As installed, the unit might've been SCOP around 1.6 to 1.7? And probably would've cost me an extra $500/season.

Many installers don't care about SCOP, and do care about callbacks (e.g. for comfort). So they set the units up in ways that are inefficient, and if that costs the owner a few thousand dollars per decade more? Not their problem.

This is why **package** systems are great... bc the builder can set them up to work properly, versus a split system installer miswiring things, and setting up the stat wrong.
 
I have done a lot of thinking and work on defrost. There are two things... when in reverse cycle (to defrost) the fluid temps and thus pressures are higher, so the compressor load goes up. In many cases, there is also a strip heater that kicks on to prevent 'cold blasts' from the indoor coil.

Keep in mind that the outdoor coil might only run 5-7°F below the outdor air temp. If the outdoor dew point is low enough, zero frost forms, and the unit just does a short defrost cycle on the 'dry' coil to make sure. That is, most units have defrost timers, not frost detectors.

So, your numbers make sense. If that defrost cycle was 2 minutes every 60 run minutes (1/15th) then the total wouldn't be affected much. If it defrosted every 30 minutes, it would be a bigger effect. If the defrost cycle took 5 or 8 minutes, it would be a HUGE effect.

In my case (a single speed Goodman HP from 2013), the defrost runs every 60 compressor run minutes.

1. My installer set that switch to 30 minutes, and I changed it to 60 mins to reduce defrost losses.

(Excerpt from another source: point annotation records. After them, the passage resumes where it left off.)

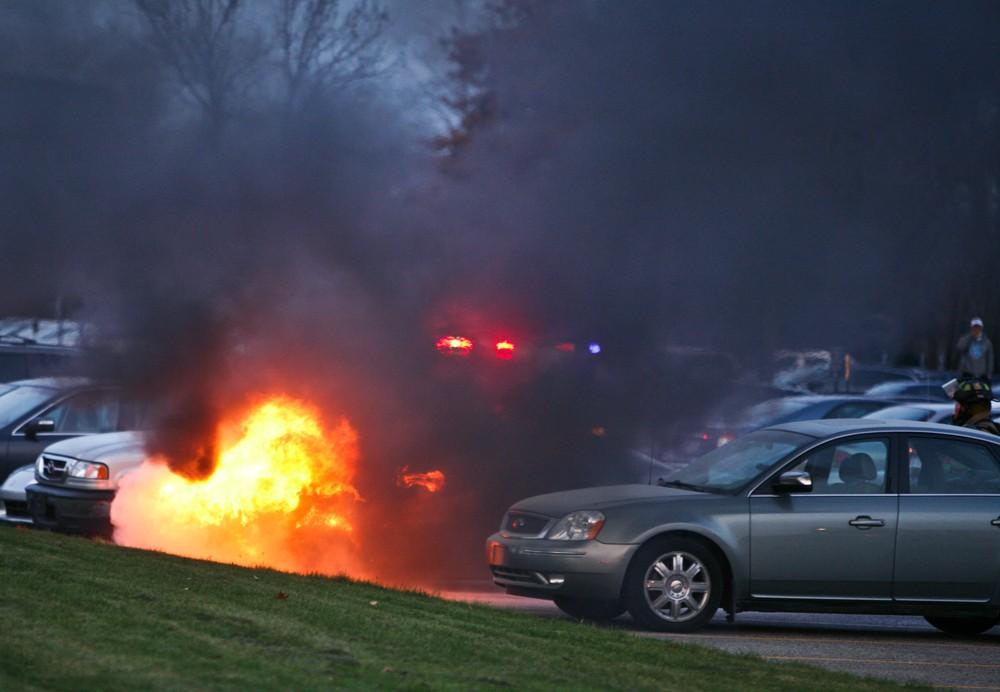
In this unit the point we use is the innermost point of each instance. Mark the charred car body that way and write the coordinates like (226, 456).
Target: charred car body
(860, 516)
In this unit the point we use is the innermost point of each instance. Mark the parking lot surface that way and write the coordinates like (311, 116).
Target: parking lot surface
(900, 648)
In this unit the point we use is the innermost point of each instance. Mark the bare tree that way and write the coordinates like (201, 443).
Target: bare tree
(200, 42)
(328, 44)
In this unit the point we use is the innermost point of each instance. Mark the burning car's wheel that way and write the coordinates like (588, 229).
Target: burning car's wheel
(673, 585)
(963, 626)
(582, 609)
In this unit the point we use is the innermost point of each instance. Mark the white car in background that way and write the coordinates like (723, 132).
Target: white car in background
(74, 481)
(926, 411)
(13, 503)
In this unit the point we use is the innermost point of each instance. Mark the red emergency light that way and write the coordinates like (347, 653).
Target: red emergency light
(505, 349)
(454, 345)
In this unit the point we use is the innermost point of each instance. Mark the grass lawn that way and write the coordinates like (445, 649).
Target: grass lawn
(79, 614)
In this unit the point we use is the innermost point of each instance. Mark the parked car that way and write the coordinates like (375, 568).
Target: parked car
(926, 411)
(927, 390)
(13, 501)
(76, 480)
(35, 413)
(20, 360)
(818, 516)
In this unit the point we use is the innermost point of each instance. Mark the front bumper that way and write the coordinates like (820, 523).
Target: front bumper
(14, 507)
(551, 569)
(70, 509)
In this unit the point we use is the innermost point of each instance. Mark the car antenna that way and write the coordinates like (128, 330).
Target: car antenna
(649, 481)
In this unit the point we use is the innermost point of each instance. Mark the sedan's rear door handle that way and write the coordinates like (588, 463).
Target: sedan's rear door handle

2. Keep in mind that most of the time, there is no frost on the coil at all. So the reverse cycle just heats the outdoor coil until its exit fluid temp reaches 40°F (meaning it is not encased in ice) and then resets to normal heating. In my unit that takes about 2-2.5 minutes. So I thermal compounded the defrost stat and wrapped it in foam, which shaved 30-45 seconds off the dry cycle time (removing the delay from poor thermal contact). This saves MORE defrost energy.

3. Third thing is that I discovered that the 'cold blast' from my registers takes 2-3 minutes to arrive after the unit enters defrost. So I spliced a 2 minute delay timer on the wire that calls the strip heat on defrost. So on a 'dry cycle' that takes 90 seconds, no strip is called. But in frosty/icy weather when the coil can take 5 minutes to defrost, the strip IS called (for the last 3 minutes), and I still don't get an ice blast.

No problem in 10 years running with the above mods.

I reckoned that changes 2-3 boosted my SCOP from 1.9 to 2.2 or so, if I recall correctly. And netted me ~1500 kWh per season and about $250.

As installed, the unit might've been SCOP around 1.6 to 1.7? And probably would've cost me an extra $500/season.

Many installers don't care about SCOP, and do care about callbacks (e.g. for comfort). So they set the units up in ways that are inefficient, and if that costs the owner a few thousand dollars per decade more? Not their problem.

This is why **package** systems are great... bc the builder can set them up to work properly, versus a split system installer miswiring things, and setting up the stat wrong.
Is defrost even used in the efficiency ratings? I’m inclined to say it is not. I caught mine on a defrost cycle when I was quite sure there was no ice on the coil. It was 42 ish outside. I need to figure out what defrost mechanism I have. Not that it matters if I keep burning wood. All systems should be required to have frost sensors.
 
Is defrost even used in the efficiency ratings? I’m inclined to say it is not. I caught mine on a defrost cycle when I was quite sure there was no ice on the coil. It was 42 ish outside. I need to figure out what defrost mechanism I have. Not that it matters if I keep burning wood. All systems should be required to have frost sensors.

Estimated defrost is part of HSPF I think. And demand defrost was tried years ago and rejected as unreliable (if it malfunctions, it kills the unit).

Defrost timers are standard, and operate up to 40°F outside (bc a coil COULD grow frost at 31° dewpoint). Plus or minus because the hardware tstats have a manufacturing variation ±3°F or so.

This leads to LOTS of defrost cycles when there is no frost present, but the idea is that they run a short period and only use a little energy.